Prime Minister Justin Trudeau has apologised to natives for more than a century of abuses at boarding schools set up to assimilate Canada's Indigenous peoples.
He was speaking to former students, chiefs and religious leaders at the unveiling of a final report on the schools, which left many boys and girls disconnected from their families, communities and feeling ashamed of being born native.
The previous administration officially apologised in June 2008 for the cultural genocide and launched a truth and reconciliation commission which urged Ottawa to increase funding for natives.
Trudeau has pledged to implement this and 93 other recommendations in the report to help repair the damage caused by the schools.
The forcible separation of some 150,000 children from their families over more than 100 years was an attempt to end the existence of Aboriginals as distinct legal, social, cultural, religious and racial entities in Canada, the long-awaited report by the Truth and Reconciliation Commission of Canada concluded.
"Our goal, as we move forward together, is clear: it is to lift this burden from your shoulders, from those of your families and communities. It is to accept fully our responsibilities and our failings, as a government and as a country," Trudeau told hundreds of residential school survivors as the report was released in Ottawa.
Trudeau, elected in October, said last week it was time to renew the relationship between Canada and its Aboriginals, and has set up an inquiry to investigate a trend of missing and murdered indigenous women.
The commission, launched as part of a settlement with survivors, said Canada pursued a policy of cultural genocide because "it wished to divest itself of its legal and financial obligations to Aboriginal people and gain control over their land and resources."

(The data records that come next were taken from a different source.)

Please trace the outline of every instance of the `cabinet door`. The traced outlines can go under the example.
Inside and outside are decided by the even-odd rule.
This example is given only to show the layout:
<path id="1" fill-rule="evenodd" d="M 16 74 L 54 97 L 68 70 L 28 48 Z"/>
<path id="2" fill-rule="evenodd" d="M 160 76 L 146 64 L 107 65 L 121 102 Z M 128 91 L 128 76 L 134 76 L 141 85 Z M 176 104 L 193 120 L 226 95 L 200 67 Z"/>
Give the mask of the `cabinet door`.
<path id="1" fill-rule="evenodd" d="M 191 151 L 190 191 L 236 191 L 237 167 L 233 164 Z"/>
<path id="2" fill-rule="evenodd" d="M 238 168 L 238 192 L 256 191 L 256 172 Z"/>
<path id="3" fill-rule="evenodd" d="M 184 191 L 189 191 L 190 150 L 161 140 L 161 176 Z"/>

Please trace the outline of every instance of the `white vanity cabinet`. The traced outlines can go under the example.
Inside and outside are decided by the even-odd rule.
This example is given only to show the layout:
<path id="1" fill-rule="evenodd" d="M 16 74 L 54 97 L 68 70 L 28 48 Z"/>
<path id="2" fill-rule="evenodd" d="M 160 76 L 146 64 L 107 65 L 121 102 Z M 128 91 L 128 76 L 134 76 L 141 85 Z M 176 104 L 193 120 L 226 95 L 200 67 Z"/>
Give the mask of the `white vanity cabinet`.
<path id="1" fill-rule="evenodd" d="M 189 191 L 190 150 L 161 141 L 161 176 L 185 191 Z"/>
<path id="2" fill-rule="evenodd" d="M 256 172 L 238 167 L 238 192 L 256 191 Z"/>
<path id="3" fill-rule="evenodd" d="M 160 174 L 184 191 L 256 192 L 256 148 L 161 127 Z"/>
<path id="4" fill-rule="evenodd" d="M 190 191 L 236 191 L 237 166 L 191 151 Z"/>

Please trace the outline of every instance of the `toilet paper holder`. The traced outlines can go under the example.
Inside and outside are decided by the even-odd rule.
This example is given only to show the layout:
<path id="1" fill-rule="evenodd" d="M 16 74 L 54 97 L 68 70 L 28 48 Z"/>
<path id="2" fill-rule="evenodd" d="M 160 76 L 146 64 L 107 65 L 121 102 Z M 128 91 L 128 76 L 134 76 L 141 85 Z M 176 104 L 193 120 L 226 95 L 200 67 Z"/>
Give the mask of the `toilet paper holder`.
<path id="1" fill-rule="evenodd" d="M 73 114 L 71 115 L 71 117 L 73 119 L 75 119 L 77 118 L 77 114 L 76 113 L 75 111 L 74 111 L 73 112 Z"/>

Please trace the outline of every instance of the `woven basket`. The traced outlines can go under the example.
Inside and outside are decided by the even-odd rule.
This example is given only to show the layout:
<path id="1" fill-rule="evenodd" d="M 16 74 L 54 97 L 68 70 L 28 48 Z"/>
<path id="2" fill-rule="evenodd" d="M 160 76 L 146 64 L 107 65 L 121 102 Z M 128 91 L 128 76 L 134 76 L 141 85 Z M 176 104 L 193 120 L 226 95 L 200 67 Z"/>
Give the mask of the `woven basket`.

The report documented horrific physical abuse, rape, malnutrition and other atrocities suffered by many of the children who attended the schools, typically run by Christian churches on behalf of Ottawa from the 1840s to the 1990s.
The report, the result of a six-year investigation into the matter, identified 3,201 student deaths at residential schools, but said it is probable that many more deaths went unrecorded. "Many students who went to residential school never returned.
They were lost to their families... No one took care to count how many died or to record where they were buried," the report said.
The legacy of the residential school system persists as many Canadian aboriginals struggle to recover from generations of family separation.
Aboriginals, who make up about 5 percent of Canada's population, have higher levels of poverty and a lower life expectancy than other Canadians, and are more often victims of violent crime, addiction and incarceration.